Dans une ville où les nouveaux restaurants cherchent sans cesse à repousser les limites de la cuisine, Pierre Lapin fait figure d’exception. Ici, on ne “cherche pas à réinventer la roue“, souligne l’associée et fiancée d’Harold Moore, Julia Grossman, mais à réhabiliter les grands classiques comme on en trouve dans les bistrots français. Aux côtés des oeufs en gelée, on trouve ainsi des escargots, des cuisses de grenouille, une blanquette de veau et des coquilles Saint-Jacques. “La cuisine à New York est allée tellement loin ces dernières années que les clients veulent retrouver les classiques qui ont défié le temps”, estime la patronne.
“Dans des restaurants haut-de-gamme, quand personne ne sait ce que vous faites, on peut raconter n’importe quoi au client sur les plats. Mais quand on travaille sur des classiques, c’est plus exigeant. Les clients ont des attentes“, ajoute Harold Moore.
Ce n’est pas la première fois que le jeune chef originaire du New Jersey se frotte à la cuisine française. Après s’être formé à “la cuisine italienne white trash” avec “spaghettis- boulettes de viande-sauce tomate” et un passage par l’école culinaire, il entre en 1994 chez Daniel, le restaurant de Daniel Boulud. Là, il côtoie des stars en devenir comme le chef pâtissier François Payard et l’Américian Mike Anthony. “Daniel venait d’ouvrir. La cuisine débordait de talents. Les opportunités d’apprendre étaient sans limites“, se souvient-il.
Il apporte la “discipline” et la “précision” apprises à l’école Boulud dans les autres restaurants où il part travailler: un an chez Jean-Georges, plusieurs expériences de commis en France chez Taillevent et l’Arpège notamment, puis comme chef exécutif du fameux restaurant français Montrachet à New York… Après cette dernière expérience, où le jeune homme de 27 ans se fait remarquer par la critique, il décide d’abandonner la cuisine française. “Le marché se réduisait dans les hautes sphères de la cuisine. Gordon Ramsay et Alain Ducasse étaient venus à New York et avaient souffert. Ils se battaient tous pour la même clientèle“.
Pari gagnant: il décroche une étoile au Michelin au côté du chef Wayne Nish chez March en servant de la nourriture américaine sophistiquée. En 2008, il ouvre son premier restaurant, Commerce, et en 2016, il inaugure Harold’s Meat + Three, une adresse connue des amateurs de plats du sud des Etats-Unis.

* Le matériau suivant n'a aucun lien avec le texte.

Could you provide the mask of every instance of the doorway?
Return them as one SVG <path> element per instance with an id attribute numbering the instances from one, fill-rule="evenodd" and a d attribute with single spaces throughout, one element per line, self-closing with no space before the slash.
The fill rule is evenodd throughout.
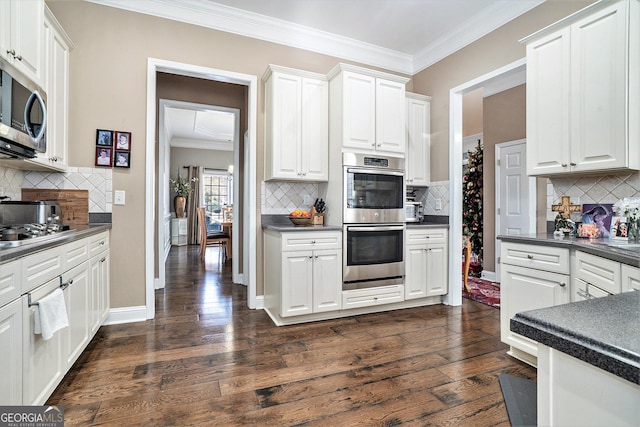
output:
<path id="1" fill-rule="evenodd" d="M 509 80 L 526 68 L 526 59 L 520 59 L 449 91 L 449 293 L 443 302 L 462 304 L 462 96 L 481 87 Z"/>
<path id="2" fill-rule="evenodd" d="M 245 158 L 244 168 L 244 201 L 245 209 L 243 219 L 245 227 L 243 233 L 243 247 L 247 256 L 243 258 L 243 282 L 247 286 L 247 304 L 249 308 L 261 308 L 256 293 L 256 248 L 257 239 L 257 197 L 256 197 L 256 134 L 257 134 L 257 91 L 258 80 L 256 76 L 200 67 L 192 64 L 165 61 L 149 58 L 147 61 L 147 120 L 146 120 L 146 182 L 145 182 L 145 215 L 147 218 L 156 218 L 156 221 L 147 220 L 145 223 L 145 309 L 147 319 L 155 317 L 155 266 L 163 257 L 162 246 L 157 244 L 157 228 L 155 224 L 162 221 L 157 217 L 158 198 L 156 189 L 166 186 L 164 177 L 156 174 L 156 75 L 158 72 L 171 73 L 181 76 L 201 78 L 221 82 L 234 83 L 248 87 L 248 130 L 245 134 Z"/>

Avec Pierre Lapin, le francophile fait son retour dans l’univers de la cuisine française. “Les bistrots décontractés manquent à New York. Ils sont tous influencés par le modèle de Balthazar (le restaurant de Keith McNally, vu comme la référence des bistrots français à New York). Or cela n’a rien à voir avec les bistrots traditionnels. On ne voulait pas d’un lieu avec du carrelage au mur et des banquettes de cuir“, justifie-t-il. Pour accentuer le côté traditionnel, le couple a recouvert les murs d’un papier peint fleuri qui évoque “la maison de grand-mère” et rempli le restaurants d’objets trouvés sur les marchés aux puces en France.

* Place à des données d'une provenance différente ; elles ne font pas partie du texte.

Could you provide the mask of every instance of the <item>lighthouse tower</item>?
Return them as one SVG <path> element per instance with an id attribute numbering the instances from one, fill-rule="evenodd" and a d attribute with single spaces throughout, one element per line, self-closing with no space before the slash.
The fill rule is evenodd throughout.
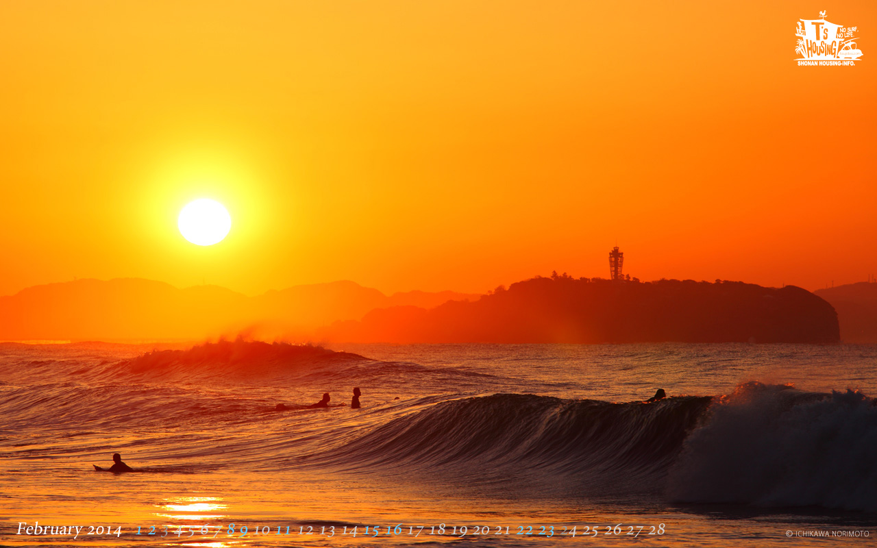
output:
<path id="1" fill-rule="evenodd" d="M 610 277 L 612 280 L 624 280 L 624 276 L 621 274 L 621 268 L 624 264 L 624 253 L 618 251 L 618 246 L 616 246 L 612 248 L 612 251 L 609 253 L 609 273 Z"/>

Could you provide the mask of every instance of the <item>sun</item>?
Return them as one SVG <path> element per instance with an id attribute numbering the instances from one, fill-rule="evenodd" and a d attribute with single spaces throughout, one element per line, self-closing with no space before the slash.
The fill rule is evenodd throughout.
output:
<path id="1" fill-rule="evenodd" d="M 197 246 L 218 244 L 232 228 L 232 217 L 216 200 L 201 198 L 186 204 L 176 222 L 180 233 Z"/>

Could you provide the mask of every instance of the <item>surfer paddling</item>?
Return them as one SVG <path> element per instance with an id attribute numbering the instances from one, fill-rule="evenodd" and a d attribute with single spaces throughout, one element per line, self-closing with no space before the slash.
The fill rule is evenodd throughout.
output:
<path id="1" fill-rule="evenodd" d="M 134 469 L 122 462 L 122 455 L 113 453 L 113 465 L 109 468 L 101 468 L 97 465 L 91 465 L 97 472 L 112 472 L 113 473 L 122 473 L 123 472 L 133 472 Z"/>
<path id="2" fill-rule="evenodd" d="M 309 405 L 305 409 L 320 409 L 320 408 L 324 408 L 324 407 L 329 407 L 329 400 L 331 398 L 329 397 L 329 393 L 326 392 L 325 394 L 323 395 L 323 399 L 322 400 L 320 400 L 317 403 L 312 403 L 312 404 Z"/>

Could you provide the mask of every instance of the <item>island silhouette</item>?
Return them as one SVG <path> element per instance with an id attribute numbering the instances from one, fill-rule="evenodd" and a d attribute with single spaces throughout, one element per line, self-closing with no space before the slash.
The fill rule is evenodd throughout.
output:
<path id="1" fill-rule="evenodd" d="M 387 296 L 352 281 L 249 297 L 217 286 L 78 280 L 0 297 L 0 340 L 192 340 L 274 324 L 287 340 L 389 343 L 834 343 L 819 296 L 740 281 L 556 274 L 484 295 Z M 259 336 L 257 332 L 255 336 Z M 264 335 L 262 335 L 264 337 Z"/>
<path id="2" fill-rule="evenodd" d="M 838 316 L 794 286 L 553 275 L 432 310 L 376 310 L 326 339 L 386 343 L 837 343 Z"/>

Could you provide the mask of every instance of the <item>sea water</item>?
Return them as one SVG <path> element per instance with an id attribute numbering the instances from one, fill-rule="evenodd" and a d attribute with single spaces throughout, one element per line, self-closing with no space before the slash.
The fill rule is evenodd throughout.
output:
<path id="1" fill-rule="evenodd" d="M 877 346 L 189 346 L 0 345 L 0 543 L 877 536 Z"/>

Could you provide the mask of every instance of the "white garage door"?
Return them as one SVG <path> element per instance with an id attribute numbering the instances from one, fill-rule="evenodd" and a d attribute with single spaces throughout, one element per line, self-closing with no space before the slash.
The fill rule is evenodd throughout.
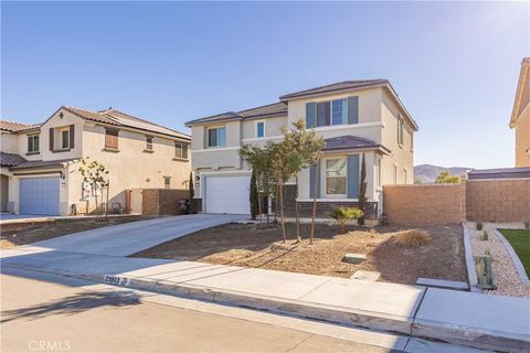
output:
<path id="1" fill-rule="evenodd" d="M 206 213 L 250 214 L 251 176 L 205 176 Z"/>
<path id="2" fill-rule="evenodd" d="M 59 215 L 59 176 L 21 178 L 20 213 Z"/>

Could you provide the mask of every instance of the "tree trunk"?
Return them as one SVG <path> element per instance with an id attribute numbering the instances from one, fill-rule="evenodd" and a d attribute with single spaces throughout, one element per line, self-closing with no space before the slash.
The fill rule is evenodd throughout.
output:
<path id="1" fill-rule="evenodd" d="M 279 183 L 279 212 L 282 217 L 282 234 L 284 235 L 284 243 L 287 240 L 285 236 L 285 217 L 284 217 L 284 185 Z"/>
<path id="2" fill-rule="evenodd" d="M 296 240 L 300 243 L 301 236 L 300 236 L 300 217 L 298 215 L 298 175 L 296 175 L 295 217 L 296 217 Z"/>
<path id="3" fill-rule="evenodd" d="M 318 194 L 318 174 L 319 174 L 320 163 L 317 161 L 315 164 L 315 195 L 312 199 L 312 220 L 311 220 L 311 237 L 309 239 L 309 245 L 312 245 L 312 238 L 315 237 L 315 217 L 317 216 L 317 194 Z"/>

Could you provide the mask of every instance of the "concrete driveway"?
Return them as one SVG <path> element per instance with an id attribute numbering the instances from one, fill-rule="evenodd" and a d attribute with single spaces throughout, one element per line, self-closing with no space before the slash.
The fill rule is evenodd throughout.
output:
<path id="1" fill-rule="evenodd" d="M 247 218 L 246 215 L 229 214 L 163 217 L 74 233 L 32 246 L 65 253 L 128 256 L 190 233 Z"/>

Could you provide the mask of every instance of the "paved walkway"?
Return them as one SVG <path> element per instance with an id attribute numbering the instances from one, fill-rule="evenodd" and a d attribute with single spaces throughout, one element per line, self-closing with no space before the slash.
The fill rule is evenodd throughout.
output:
<path id="1" fill-rule="evenodd" d="M 128 256 L 193 232 L 247 217 L 192 214 L 153 218 L 80 232 L 33 245 L 67 253 Z"/>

Sur des miroirs derrière le bar, sont griffonnés les plats du jour: “oreilles de cochon”, “cuisses de grenouille”, “rognons de veau à la moutarde” ou encore “poitrine de canard à la cerise”. “Il y a des clients qui pensent que ça va être bizarre, admet Julia Grossman, mais quand ils se rendent compte que la qualité est au rendez-vous, ils sont rassurés“.